中国の証券業界の勢力図は今後数年間で大きく変わると予想される。国際競争力のある証券会社が核となる業界再編が一段落するまでは、対外開放も本格的には進まないため、今後の業界再編の動きを良く見ておく必要がある。

中国における証券業界再編の経緯

 中国の証券業界の再編は、今後、数年間で大きく進むと予想される。
 中国証券監督管理委員会( 以下、証監会) は、2000年代に入り、証券会社の再編を進めてきた。十分な経営能力を持たない証券会社が乱立する中で、2001年以降の株価下落を受けて、02年から05年までの4年間、業界全体で赤字を記録した(※1)。危機感を持った証監会は、04年から07年にかけて証券会社を行政的に整理・再編した。その際、問題のある証券会社を優良な証券会社や他の金融機関に管理させ、後に吸収させる方法が主に採られ、約30社が整理された(※2)。
 整理・再編が一段落した2007年以降、証券行政の重点は、過去の問題処理から、リスクの事前予防・定量的指標に基づく管理・業界自主規制と会社の自己管理へ移った。具体的には、各証券会社を、純資本等を考慮したリスク管理能力を基に5分類・11級に分けて管理するものである(※3)。
 新業務・新商品も、優良証券会社から先に段階別に導入される。現在、大部分の証券会社はブローカレッジ業務への依存が大きく、手数料の引下げ競争が激しくなる中で、新規業務の展開は大きな意味を持つ。実際、2010年3月に導入された信用取引を見ても、優良証券会社から先に業務認可が下りている。このように、優良な証券会社をより強くし、経営状況の良くない証券会社を淘汰する方針が貫かれていることがわかる。

注目される「一参一控」と匯金の動向

 加えて、証監会が2008年に打ち出した「一参一控」が、業界再編に重要な役割を果たす。「一参一控」とは、同一株主が資本参加できる証券会社は2社までで、うち支配株主になれるのは1社までとするもので、同一株主が多くの証券会社の株主になることを、関連取引や利益相反の観点から禁止することが主旨である。「一参一控」達成の期限は原則的に2010年末である。
 上述した証券会社整理の経緯から、優良証券会社が傘下に他の証券会社を収めていることもあり、一部の証券会社の保有関係は複雑になっている(図表)。このため、「一参一控」が、証券業界再編を促すことになる。
 最近の動きを見ると、大手の中信証券が、「一参一控」達成のため、全体の60%を保有していた中信建投証券の株式のうち53%分を売却する予定であり、11月時点で、北京市の機関への45%分の売却が決定している(※4)。
 なお、株式を売却する以外にも、親子証券会社間で営業地域をすみわけることで「一参一控」を達成しているケースもある(※5)。
 図表からもわかるように、中央匯金投資有限責任公司(以下、匯金)傘下には、有力証券会社が集まっていることから(※6)、匯金の「一参一控」が今後の業界地図に大きな影響を与える。ここで、匯金と建銀投資の「一参一控」の達成期限は、特例により2013年になっていることに注意が必要である。これら2機関は、上述の証券会社の整理期間に、当局の意図を受け政策的に、多くの証券会社に資本注入して株主となった事情が考慮されている。見方を変えれば、2013年という達成期限は、今後3年間で証券業界再編が相当進む可能性を示唆している。
 足下でも、匯金が関連する「一参一控」の動きがある。匯金傘下の国泰君安証券と申銀万国証券は、上海市の「上海国際集団」の傘下証券会社でもある。そして、匯金と上海国際集団が各々の「一参一控」達成の一環として、両者の間で両証券会社の株式を交換し、上海市側が国泰君安証券会社を保有し(匯金は撤退)、匯金が申銀万国証券を保有する方向で話が進んでいると報じられている(※7)。

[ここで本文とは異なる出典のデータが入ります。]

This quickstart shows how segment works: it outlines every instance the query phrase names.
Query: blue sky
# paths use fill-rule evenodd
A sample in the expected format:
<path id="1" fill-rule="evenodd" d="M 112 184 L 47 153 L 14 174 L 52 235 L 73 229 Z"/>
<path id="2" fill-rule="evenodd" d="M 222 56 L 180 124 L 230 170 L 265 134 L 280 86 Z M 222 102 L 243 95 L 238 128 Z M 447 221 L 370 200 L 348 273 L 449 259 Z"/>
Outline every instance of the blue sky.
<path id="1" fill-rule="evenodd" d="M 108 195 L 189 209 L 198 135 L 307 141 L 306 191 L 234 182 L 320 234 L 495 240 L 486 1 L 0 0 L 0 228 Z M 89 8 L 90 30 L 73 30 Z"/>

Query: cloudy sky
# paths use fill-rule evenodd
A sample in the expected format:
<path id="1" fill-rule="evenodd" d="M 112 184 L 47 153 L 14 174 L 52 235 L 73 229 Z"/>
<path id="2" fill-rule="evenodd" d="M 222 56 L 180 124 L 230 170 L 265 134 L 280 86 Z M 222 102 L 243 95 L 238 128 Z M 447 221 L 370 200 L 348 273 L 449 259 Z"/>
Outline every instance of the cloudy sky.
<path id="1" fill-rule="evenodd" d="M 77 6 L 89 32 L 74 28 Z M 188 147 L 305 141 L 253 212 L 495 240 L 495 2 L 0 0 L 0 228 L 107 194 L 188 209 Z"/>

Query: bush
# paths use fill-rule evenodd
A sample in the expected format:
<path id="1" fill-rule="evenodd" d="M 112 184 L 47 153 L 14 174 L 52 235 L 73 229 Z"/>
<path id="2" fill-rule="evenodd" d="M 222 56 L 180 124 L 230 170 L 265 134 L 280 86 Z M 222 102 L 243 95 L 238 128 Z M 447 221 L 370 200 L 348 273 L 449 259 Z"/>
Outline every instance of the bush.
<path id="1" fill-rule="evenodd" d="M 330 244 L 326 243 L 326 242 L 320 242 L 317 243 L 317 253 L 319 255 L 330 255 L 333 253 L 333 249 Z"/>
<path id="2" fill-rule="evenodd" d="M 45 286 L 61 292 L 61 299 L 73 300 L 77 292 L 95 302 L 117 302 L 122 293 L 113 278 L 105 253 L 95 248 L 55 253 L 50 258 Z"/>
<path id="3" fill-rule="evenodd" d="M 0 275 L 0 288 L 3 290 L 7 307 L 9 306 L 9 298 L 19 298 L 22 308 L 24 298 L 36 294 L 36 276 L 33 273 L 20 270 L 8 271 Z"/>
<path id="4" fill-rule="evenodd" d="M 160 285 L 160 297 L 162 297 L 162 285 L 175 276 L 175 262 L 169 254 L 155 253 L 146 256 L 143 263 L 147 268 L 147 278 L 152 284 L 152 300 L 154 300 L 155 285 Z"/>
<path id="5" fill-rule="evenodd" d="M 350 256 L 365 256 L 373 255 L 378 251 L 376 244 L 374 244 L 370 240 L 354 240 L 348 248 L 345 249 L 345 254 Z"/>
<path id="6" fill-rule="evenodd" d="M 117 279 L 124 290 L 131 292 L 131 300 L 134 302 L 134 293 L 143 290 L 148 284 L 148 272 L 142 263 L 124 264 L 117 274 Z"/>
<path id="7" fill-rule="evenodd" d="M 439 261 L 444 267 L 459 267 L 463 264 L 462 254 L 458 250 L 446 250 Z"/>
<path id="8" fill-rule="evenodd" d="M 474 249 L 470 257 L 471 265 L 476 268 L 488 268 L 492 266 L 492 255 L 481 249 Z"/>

「金融国資委」や金融コングロマリット化の動きにも注意

 今後の動きを見る上では、以下の点にも注意が必要である。一つは、今まで国有資産管理委員会(国資委)の管理下になかった国有金融機関についても、統一的な管理機関(金融国資委)を作って管理しようとする考えで、過去においても何度も浮上している。もしも、これが動きだせば、匯金のあり方等に大きく影響する。
 もう一つは、中国における金融コングロマリット化(「綜合経営」)の動きである。中国でも、金融商品・サービスが多様化する中で、金融業態間の垣根や縦割り行政が見直されてきている。今後の証券業界再編については、単に証券業界のみならず、より広い視野からも見なければならない。これらの要因に加えて、地方の証券会社を擁する地方政府の戦略的意図も再編に絡んでくることは言うまでもない。
 このように様々な要因が作用するため証券業界の再編の予想は難しく、また、国際競争力のある証券会社を核にした業界再編が一段落するまでは、本格的な証券業界の対外開放も難しいと思われることから、今後も展開をよく見ておく必要がある。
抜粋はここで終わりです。